Si vous n’êtes pas familier avec Tor, ce réseau permet à ses utilisateurs de naviguer sur internet avec un très haut niveau d’anonymat. En résumé, il fait passer la connexion de l’utilisateur par au moins trois serveurs, chacun tenu par des organisations ou particuliers bénévoles. Et ce n’est pas tout : chaque serveur ne connaît que l’adresse du serveur précédent. Résultat : si un site veut savoir d’où vient votre connexion, il verra simplement l’adresse du nœud de sortie de Tor, le dernier serveur de la chaîne et seule face du réseau Tor visible à l’internet public. Ainsi, il ne pourra pas remonter jusqu’à vous.
Le degré d’anonymat élevé qu’offre Tor justifie son utilisation par toutes sortes de personnes qui veulent échapper aux contrôles sur internet, qu’ils soient activistes, journalistes, cybercriminels ou simplement soucieux du sujet.
N’importe qui peut monter un serveur Tor, à condition de remplir certains critères techniques, et le projet Tor prévient des risques légaux auxquels s’exposent les bénévoles. Mais l’équipe du Nusenu affirme qu’en février 2021, pas moins de 27 % des nœuds de sorties Tor étaient contrôlés par les malfrats.
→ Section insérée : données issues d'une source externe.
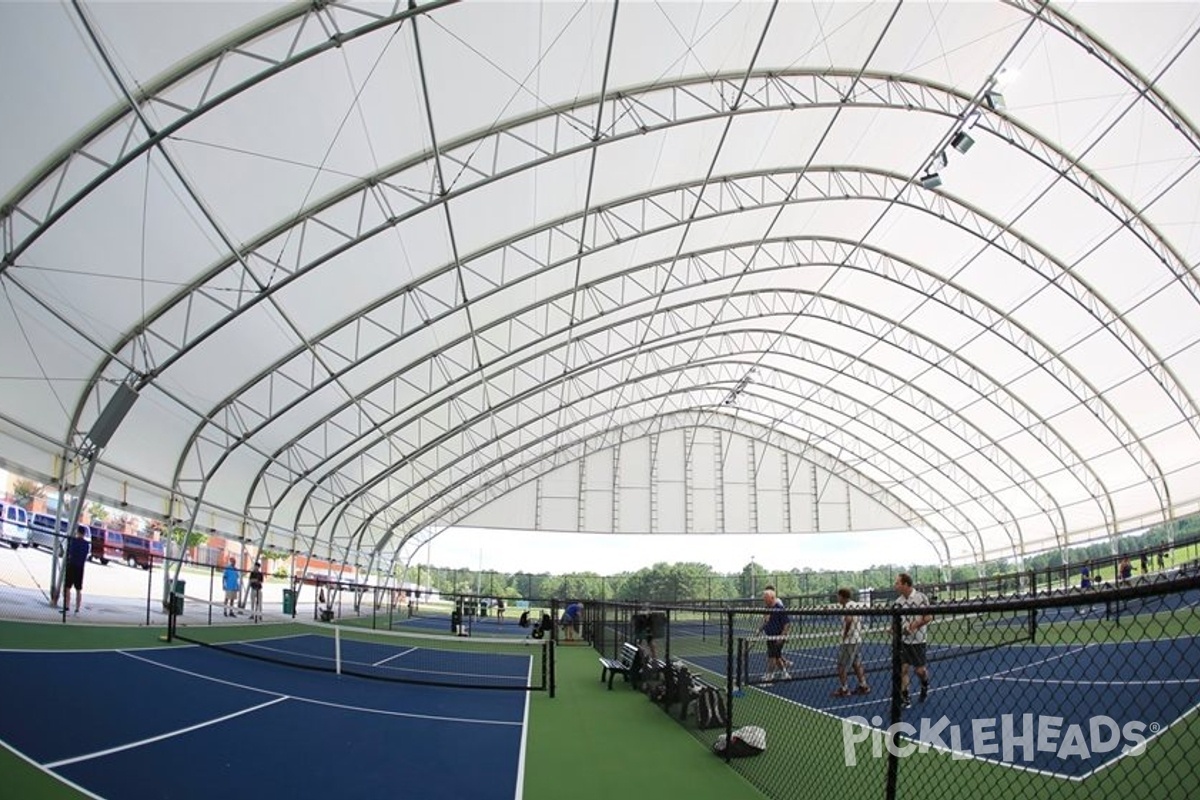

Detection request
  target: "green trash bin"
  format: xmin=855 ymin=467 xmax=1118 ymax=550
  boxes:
xmin=170 ymin=581 xmax=187 ymax=614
Et même après un grand nettoyage des serveurs malveillants par l’équipe du réseau, les malfrats en contrôlaient encore 5 à 6% d’après le chercheur.
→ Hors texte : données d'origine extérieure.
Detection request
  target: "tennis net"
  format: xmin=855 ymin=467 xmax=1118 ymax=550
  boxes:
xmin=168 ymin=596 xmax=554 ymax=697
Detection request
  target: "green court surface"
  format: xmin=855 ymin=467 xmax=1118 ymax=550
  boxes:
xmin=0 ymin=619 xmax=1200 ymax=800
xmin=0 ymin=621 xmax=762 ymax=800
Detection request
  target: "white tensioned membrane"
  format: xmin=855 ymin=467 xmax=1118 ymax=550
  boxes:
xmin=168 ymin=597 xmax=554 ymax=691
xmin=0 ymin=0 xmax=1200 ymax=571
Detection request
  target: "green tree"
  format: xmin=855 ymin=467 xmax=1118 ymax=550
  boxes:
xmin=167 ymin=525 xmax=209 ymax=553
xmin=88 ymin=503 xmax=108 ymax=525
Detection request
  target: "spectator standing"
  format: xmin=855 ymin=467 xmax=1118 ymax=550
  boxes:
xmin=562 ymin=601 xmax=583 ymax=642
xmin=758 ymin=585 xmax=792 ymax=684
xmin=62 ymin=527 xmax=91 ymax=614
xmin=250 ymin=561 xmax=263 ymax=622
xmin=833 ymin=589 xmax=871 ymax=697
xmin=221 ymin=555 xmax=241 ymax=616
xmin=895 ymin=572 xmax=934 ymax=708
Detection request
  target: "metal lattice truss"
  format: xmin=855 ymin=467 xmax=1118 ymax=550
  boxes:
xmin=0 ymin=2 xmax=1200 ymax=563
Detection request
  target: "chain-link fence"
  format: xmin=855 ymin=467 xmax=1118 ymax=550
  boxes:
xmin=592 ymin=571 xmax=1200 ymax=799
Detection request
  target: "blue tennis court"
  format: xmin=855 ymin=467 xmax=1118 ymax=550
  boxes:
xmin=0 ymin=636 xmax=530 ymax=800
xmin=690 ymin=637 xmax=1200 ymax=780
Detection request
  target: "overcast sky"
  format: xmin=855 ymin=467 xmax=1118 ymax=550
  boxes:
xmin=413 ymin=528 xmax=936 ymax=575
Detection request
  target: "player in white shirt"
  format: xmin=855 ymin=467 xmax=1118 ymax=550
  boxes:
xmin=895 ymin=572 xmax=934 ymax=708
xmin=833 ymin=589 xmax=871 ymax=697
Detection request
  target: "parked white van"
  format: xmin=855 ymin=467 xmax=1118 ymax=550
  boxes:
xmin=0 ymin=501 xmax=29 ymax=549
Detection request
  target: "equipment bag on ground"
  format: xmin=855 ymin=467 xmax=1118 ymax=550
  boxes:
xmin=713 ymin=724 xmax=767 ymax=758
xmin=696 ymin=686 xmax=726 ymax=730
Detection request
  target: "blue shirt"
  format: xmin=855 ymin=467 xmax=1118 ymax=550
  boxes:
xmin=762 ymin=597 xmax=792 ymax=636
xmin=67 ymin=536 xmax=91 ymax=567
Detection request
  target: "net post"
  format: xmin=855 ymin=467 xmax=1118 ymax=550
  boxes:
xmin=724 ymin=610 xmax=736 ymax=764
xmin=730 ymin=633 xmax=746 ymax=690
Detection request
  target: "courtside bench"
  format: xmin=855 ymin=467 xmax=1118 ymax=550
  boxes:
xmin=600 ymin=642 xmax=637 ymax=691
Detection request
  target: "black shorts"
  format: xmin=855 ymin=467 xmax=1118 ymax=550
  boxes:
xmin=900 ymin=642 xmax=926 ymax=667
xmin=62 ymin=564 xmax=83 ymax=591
La manipulation est loin d’être évidente à mettre en place : les bénévoles de Tor mettent régulièrement hors ligne les serveurs malveillants, et ils peuvent détecter un ajout massif de serveurs, qui serait forcément suspect. Les cybercriminels ont donc probablement ajouté progressivement leurs serveurs pour passer sous le radar.
Les cybercriminels font sauter la sécurité de la connexion aux sites
Puisqu’ils contrôlent le nœud de sortie Tor, les cybercriminels peuvent intercepter le trafic. Sauf que dans la grande majorité des cas, la connexion aux sites est chiffrée en HTTPS, et ils ne peuvent donc pas lire son contenu. C’est pourquoi ils utilisent une « SSL stripping attack », une manipulation qui consiste à forcer l’internaute à se connecter à une version HTTP (non chiffrée) de son site de destination. S’il ne s’en rend pas compte, alors les cybercriminels pourront l’espionner, mais aussi modifier les échanges avec le site. Par exemple, ils pourront remplacer l’adresse du portefeuille de destination d’une transaction par celle d’un portefeuille en leur possession.
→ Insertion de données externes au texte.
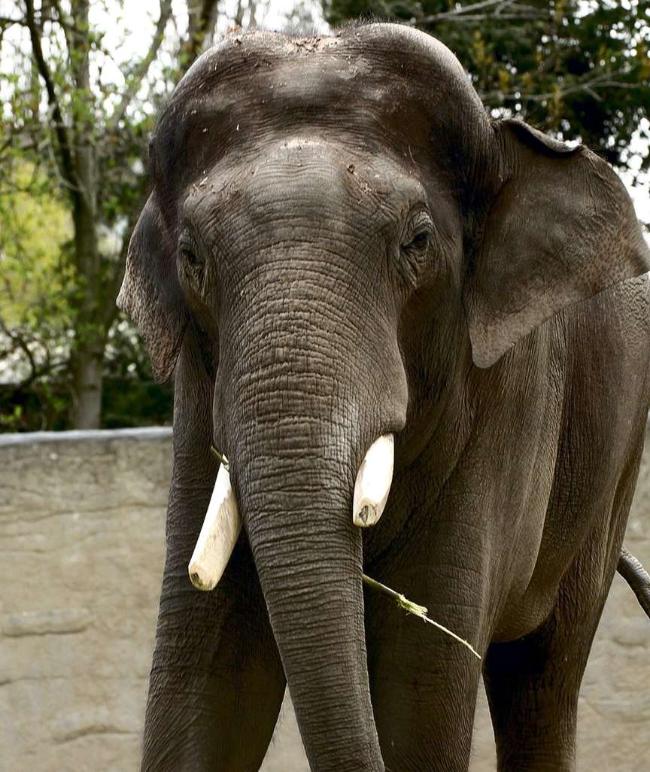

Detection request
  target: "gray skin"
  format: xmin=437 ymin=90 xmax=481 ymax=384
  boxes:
xmin=119 ymin=24 xmax=650 ymax=772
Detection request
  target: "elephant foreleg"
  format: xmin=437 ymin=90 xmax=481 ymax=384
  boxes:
xmin=142 ymin=538 xmax=285 ymax=772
Le groupe de malfrats vise exclusivement le trafic vers les sites liés aux cryptomonnaies, et c’est ce qui lui permet de ne pas immédiatement faire détecter ses serveurs. Tor a conscience du problème, et réfléchit à désactiver la navigation sur les sites HTTP. Aujourd’hui, plus de 90 % des sites sont accessibles en HTTPS, notamment car il est possible d’obtenir des certificats gratuitement grâce à l’initiative militante Let’s Encrypt.
En attendant cette éventuelle modification de la navigation sur Tor, charge aux utilisateurs de contrôler qu’ils accèdent bien aux versions HTTPS des sites qu’ils visitent.